BanglaMM-Disaster: A Multimodal Transformer-Based Deep Learning Framework for Multiclass Disaster Classification in Bangla
Ariful Islam, Md Rifat Hossen, Md. Mahmudul Arif, Abdullah Al Noman, Md Arifur Rahman
TL;DR
BanglaMM-Disaster tackles real-time disaster classification for Bangla social media by fusing textual descriptions with corresponding images. It proposes an end-to-end multimodal pipeline that couples transformer-based text encoders with CNN visual features via early fusion, evaluated on a new 5,037-sample, 9-class Bangla disaster dataset. The best configuration achieves 83.76% accuracy, surpassing text-only and image-only baselines by 3.84% and 16.91%, respectively, and exhibits cross-modal benefits across disaster categories.

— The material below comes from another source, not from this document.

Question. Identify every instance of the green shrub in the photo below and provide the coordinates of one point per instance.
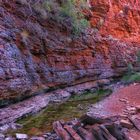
(70, 10)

The work demonstrates practical potential for rapid disaster monitoring in low-resource settings and suggests future enhancement with attention-based fusion and graph-based cross-modal reasoning.
Abstract
Natural disasters remain a major challenge for Bangladesh, so real-time monitoring and quick response systems are essential. In this study, we present BanglaMM-Disaster, an end-to-end deep learning-based multimodal framework for disaster classification in Bangla, using both textual and visual data from social media. We constructed a new dataset of 5,037 Bangla social media posts, each consisting of a caption and a corresponding image, annotated into one of nine disaster-related categories. The proposed model integrates transformer-based text encoders, including BanglaBERT, mBERT, and XLM-RoBERTa, with CNN backbones such as ResNet50, DenseNet169, and MobileNetV2, to process the two modalities. Using early fusion, the best model achieves 83.76% accuracy. This surpasses the best text-only baseline by 3.84% and the image-only baseline by 16.91%. Our analysis also shows reduced misclassification across all classes, with noticeable improvements for ambiguous examples. This work fills a key gap in Bangla multimodal disaster analysis and demonstrates the benefits of combining multiple data types for real-time disaster response in low-resource settings.